# iMac G3 Ecran bleu-rouge et écran noir Au secours !!!!!!!!!



## Anonyme (18 Août 2004)

Salut tout le monde,
Je suis complètement démmoralisé,
j'ai un iMac350 à mangeur de diqsue et je ne sais vraiment pas ce qui se passe.
Hier je fais de grosse copie sur un DD interne 80Go (j'ai remplacé l'original qui avait rendu l'âme) de mon iMac 233 à celui-ci. Mais après environ 8h de travail, l'écran commence à montrer des des couleur roses et bleu et les lignes sont toutes décalées. Je me précipite pour l'éteindre et le refroidi à l'aide d'un sèche cheveux en mode froid. Je décide finalement de ne pas prendre de risque et de remettre mon travaille au lendemain.
Ce matin je le rallume et rebellote, dans des couleurs rouges et bleues. Cependant, l'ordinateur démarre parfaitement.
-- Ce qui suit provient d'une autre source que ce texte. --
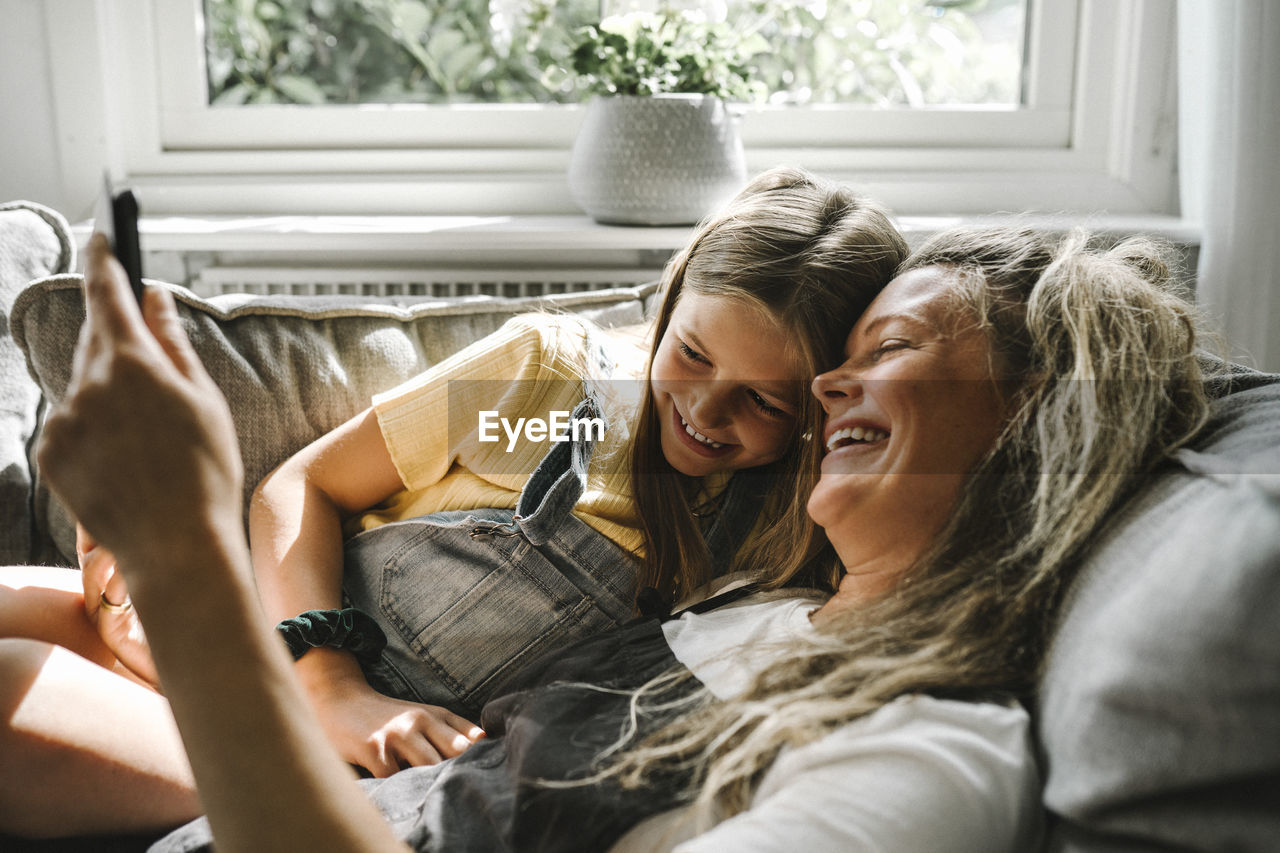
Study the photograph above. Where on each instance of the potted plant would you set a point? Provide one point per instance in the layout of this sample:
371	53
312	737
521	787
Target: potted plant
658	145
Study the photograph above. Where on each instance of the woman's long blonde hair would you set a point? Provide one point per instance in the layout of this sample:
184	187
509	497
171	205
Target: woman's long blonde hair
1102	350
812	255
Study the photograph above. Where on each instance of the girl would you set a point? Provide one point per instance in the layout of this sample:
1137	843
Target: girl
517	553
478	556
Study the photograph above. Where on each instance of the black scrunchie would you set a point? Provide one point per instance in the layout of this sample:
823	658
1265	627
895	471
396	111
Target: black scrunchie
348	629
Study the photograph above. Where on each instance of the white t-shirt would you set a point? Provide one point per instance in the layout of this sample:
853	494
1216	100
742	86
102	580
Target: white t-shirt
919	774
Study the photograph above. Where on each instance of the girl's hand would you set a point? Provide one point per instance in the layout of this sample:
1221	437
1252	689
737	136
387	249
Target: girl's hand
385	735
119	626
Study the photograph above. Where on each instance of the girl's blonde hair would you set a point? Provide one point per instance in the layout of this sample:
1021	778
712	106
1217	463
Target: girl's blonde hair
812	255
1101	350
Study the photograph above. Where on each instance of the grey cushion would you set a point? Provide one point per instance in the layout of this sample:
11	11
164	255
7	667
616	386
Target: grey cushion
292	368
1160	706
35	241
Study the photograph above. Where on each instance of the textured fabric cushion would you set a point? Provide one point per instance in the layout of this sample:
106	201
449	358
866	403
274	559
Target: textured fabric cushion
292	368
1160	707
35	241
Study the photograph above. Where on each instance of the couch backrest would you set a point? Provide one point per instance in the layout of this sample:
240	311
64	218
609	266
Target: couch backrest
291	366
1160	706
35	241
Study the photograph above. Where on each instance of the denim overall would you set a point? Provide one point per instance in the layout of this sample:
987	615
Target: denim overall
467	597
549	721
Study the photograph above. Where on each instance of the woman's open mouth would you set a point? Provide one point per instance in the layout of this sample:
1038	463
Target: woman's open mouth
850	436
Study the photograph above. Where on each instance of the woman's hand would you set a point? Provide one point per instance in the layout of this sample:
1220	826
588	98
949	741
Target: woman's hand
142	450
117	624
375	731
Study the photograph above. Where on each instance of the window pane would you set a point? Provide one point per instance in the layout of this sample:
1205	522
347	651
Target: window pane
883	53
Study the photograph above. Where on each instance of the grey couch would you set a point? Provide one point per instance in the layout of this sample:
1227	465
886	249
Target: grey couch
1159	716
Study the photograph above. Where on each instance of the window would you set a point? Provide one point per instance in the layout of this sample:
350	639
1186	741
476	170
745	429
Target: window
881	53
1083	122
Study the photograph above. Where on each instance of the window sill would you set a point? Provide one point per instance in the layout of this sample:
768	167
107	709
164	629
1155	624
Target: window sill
364	235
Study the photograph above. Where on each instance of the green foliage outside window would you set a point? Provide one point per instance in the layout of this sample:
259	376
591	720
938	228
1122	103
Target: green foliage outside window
432	51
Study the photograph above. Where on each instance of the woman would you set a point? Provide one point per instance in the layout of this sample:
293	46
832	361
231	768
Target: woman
472	557
993	401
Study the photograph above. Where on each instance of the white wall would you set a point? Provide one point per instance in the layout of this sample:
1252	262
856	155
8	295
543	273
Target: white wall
30	165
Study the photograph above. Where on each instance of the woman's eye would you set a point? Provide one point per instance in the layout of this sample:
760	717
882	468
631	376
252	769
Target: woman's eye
888	346
693	355
764	406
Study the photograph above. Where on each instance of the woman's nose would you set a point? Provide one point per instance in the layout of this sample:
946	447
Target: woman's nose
841	383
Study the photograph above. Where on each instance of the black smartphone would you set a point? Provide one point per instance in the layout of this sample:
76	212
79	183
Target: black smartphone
117	218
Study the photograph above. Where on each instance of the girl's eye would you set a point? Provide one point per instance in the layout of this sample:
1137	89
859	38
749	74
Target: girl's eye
763	405
693	355
888	346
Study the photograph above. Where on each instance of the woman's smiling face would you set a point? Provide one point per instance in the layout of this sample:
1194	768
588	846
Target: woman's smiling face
726	386
909	413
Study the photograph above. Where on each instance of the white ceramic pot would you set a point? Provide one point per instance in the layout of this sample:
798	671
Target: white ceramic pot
656	160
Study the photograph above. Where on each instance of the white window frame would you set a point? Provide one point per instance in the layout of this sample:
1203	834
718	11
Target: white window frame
1096	133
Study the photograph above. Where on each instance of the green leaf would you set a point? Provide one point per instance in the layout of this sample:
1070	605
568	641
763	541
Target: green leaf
300	90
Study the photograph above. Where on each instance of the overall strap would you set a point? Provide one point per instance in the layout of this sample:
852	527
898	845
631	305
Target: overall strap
560	479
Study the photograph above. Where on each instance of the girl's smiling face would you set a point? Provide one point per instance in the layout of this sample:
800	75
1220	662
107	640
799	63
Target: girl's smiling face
726	386
910	411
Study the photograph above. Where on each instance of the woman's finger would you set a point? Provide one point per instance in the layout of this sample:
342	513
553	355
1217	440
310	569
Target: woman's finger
415	749
109	300
447	733
160	313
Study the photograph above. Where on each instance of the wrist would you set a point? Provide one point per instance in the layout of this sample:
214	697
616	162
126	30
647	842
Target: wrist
329	674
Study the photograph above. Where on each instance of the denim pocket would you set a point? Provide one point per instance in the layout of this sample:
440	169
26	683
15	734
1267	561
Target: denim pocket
466	600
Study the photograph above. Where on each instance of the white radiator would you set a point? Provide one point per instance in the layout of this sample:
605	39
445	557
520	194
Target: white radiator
410	283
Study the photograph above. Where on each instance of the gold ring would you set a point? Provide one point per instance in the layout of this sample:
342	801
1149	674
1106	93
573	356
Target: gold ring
123	607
Je réinitialise la PRAm et là, y'a carement un écran noir !!!!   
Je suis désespérer.
pouvez vous m'aider et me dire d'oucela pourrai venir?


----------



## polo0613 (18 Août 2004)

tu dois avoir un problème avec ta carte graphique certainement, il faut la changer.
Si c'est toi qui a installé ton disque dur, vérifie que tous les cables soient bien à leur place et correctement enfoncés.

bonne chance


----------



## Anonyme (18 Août 2004)

Merci pour le courage
dans le desespoir complet, puisque la carte graphique n'est pas changeable il me semble (imac 350 mange-disque 1999)
j'ai ouvert la bête pour voir ce qu'il y'a à l'intérieur
il faut préciser aussi que j'ai ajouter 256 Mo SDram 133 Mhz PC aux 64 déjà présents récemment, mais jusqu'à présent ça marchais bien (2 semaines).
Ensuite, j'ai vérifier tout les cables, apparement ils sont tous en place. J'ai aussi bidouillé un peu les deux vis de l'écran (sur le côté) maisn rien à faire, il avait bien démarrer mais sans musque au début et sans écran.
Essayant de l'éteindre de manière correct j'appuie assez longuement sur le bouton d'alim devant, etb là il se met en veille (j'avais oublié cette fonction du bouton d'alim :rose: ) donc je le laisse et dépose le message précédant.
Après, j'essaye de le sortir de veille avec le clavier et la il se met en vert et environ 15 sec après, l'écran réapparait impecable. Là je comprend vraiment rien.
Je suis à peu près sur que cela vien de s a surchauffe mais pouvez vous me conseillé un système ou me dire d'ou vient la panne exactement pour pouvoir agir au mieux por que cela ne se reproduise pas?
Merci


----------



## Hurrican (19 Août 2004)

A mon avis ton tube est en train de lacher. 
Maintenant, il se peut que ton disque chauffe beaucoup et provoque une dilatation, d'où les ennuis.
Le mieux est de mettre l'iMac dans un endroit bien ventilé, car il n'a pas de ventilo !
Ou alors tu récupères un ventilo de PC (çà se trouve partout ...) et tu le colles sur la grille aérée haute (à l'intérieur c'est pas possible ...), de telle manière qu'il aspire l'air du mac. Là, refroidissement assuré, mais esthétique, et bruit en sérieuse baisse.


----------